Interpretation-Ghazal-47




1.
She is so tyrannical, how can she give up tyranny, she will absolutely never ever leave off her tyranny,
Now out of shame, she does not show her face, this is too is tyranny to me.
(The lover is frustrated and miserable, but he has not left the wit. He takes pride in her tyranny.)
2.
The seven heavens night and day are absorbed in our affairs,
Whatever is the Divine command for us will come together by themselves, why should we be anxious and worried.
(It is an encouragement toward acceptance of God's will.)
3.
If she shows hatred, I will consider it love,
And if she shows nothing at all, then I will console myself with thinking that I am now safe from any deceit and disappointment.
(Ghalib has searched two words that are entirely different and are derived from the same root and are opposite in meaning.[ LAAG=Hatred, Enmity.]
[ LAGAO= Love, Affection.] He has thus doubled the loftiness.)
4.
The ardor for an answer to his letter has increased to such an extent that he goes off along with the messenger, and he is so absorbed in this ardor that he does not even remember that he has gone off with the messenger,
And then the surprise, Oh Lord, would I deliver my own letter. This is an embarrassing thing.
(What anybody can say of the excellence of the theme and the inventiveness.)
(Here the main difference is that the humour of his plight receives more emphasis than the helplessness.)

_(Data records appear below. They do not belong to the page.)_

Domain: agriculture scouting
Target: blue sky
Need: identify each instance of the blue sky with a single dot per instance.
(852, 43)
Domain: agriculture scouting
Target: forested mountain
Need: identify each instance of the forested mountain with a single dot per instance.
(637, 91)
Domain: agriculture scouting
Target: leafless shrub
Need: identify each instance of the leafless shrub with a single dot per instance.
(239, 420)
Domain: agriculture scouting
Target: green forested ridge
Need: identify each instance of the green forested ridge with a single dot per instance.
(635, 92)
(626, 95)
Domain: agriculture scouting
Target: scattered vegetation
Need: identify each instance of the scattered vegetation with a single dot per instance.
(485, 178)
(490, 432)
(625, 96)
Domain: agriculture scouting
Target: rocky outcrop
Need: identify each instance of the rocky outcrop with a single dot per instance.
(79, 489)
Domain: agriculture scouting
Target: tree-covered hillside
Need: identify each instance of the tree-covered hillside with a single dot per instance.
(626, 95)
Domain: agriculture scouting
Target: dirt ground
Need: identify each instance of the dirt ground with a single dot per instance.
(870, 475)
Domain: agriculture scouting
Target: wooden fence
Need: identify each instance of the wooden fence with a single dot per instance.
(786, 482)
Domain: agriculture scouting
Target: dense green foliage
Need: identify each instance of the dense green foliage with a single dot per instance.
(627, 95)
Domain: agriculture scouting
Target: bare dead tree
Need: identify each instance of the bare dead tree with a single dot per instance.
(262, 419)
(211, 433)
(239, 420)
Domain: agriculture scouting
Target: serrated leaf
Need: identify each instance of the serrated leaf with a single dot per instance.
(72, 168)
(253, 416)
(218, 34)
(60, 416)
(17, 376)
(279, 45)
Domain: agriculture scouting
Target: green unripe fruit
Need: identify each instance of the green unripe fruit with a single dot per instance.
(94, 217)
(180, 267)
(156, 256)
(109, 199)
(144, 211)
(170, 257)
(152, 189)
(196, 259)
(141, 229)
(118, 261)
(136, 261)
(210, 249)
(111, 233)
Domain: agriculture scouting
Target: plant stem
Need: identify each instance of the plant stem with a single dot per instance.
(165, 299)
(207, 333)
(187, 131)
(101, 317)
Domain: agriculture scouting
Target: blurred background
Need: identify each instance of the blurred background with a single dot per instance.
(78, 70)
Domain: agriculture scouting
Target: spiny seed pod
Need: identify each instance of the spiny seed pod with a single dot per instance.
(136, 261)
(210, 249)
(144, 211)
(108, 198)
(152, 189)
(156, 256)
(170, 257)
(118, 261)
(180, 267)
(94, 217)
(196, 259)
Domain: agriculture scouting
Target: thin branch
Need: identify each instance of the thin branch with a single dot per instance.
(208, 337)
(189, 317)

(The rueful realization of his own absent-minded folly.)
5.
No matter how much trouble and suffering may come upon me,
I have come and sat down at the beloved's doorsill. Now to budge from here is contrary to courage.
(If I lose my life, I would not get up.)
(The beloved's doorsill is thus a form of anchor, he would clutch it and save himself from being swept away by the wave of blood.)
6.
With this hope, I have spent my whole life in passion for death,
Now let me see what happens after death, whether the longing for sight is fulfilled or not.
(The true beloved[The Lord] has promised to show himself on Doomsday.)
(Death will certainly be better than this state of life.)
(Ghalib's life was so wretched and full of pain.)
(In the year 1859 he wrote a letter to his intimate friend Kale____"NOW NIGHT AND DAY, I AM WONDERING, LIFE HAS PASSED LIKE THIS, NOW LET ME SEE HOW DEATH WILL BE.)
7.
The beloved asked, who is Ghalib, my God, let somebody tell me what answer I should give to this because you all are acquainted with her mood and temperament.
(There is no answer present in this world for "Feigned Ignorance".)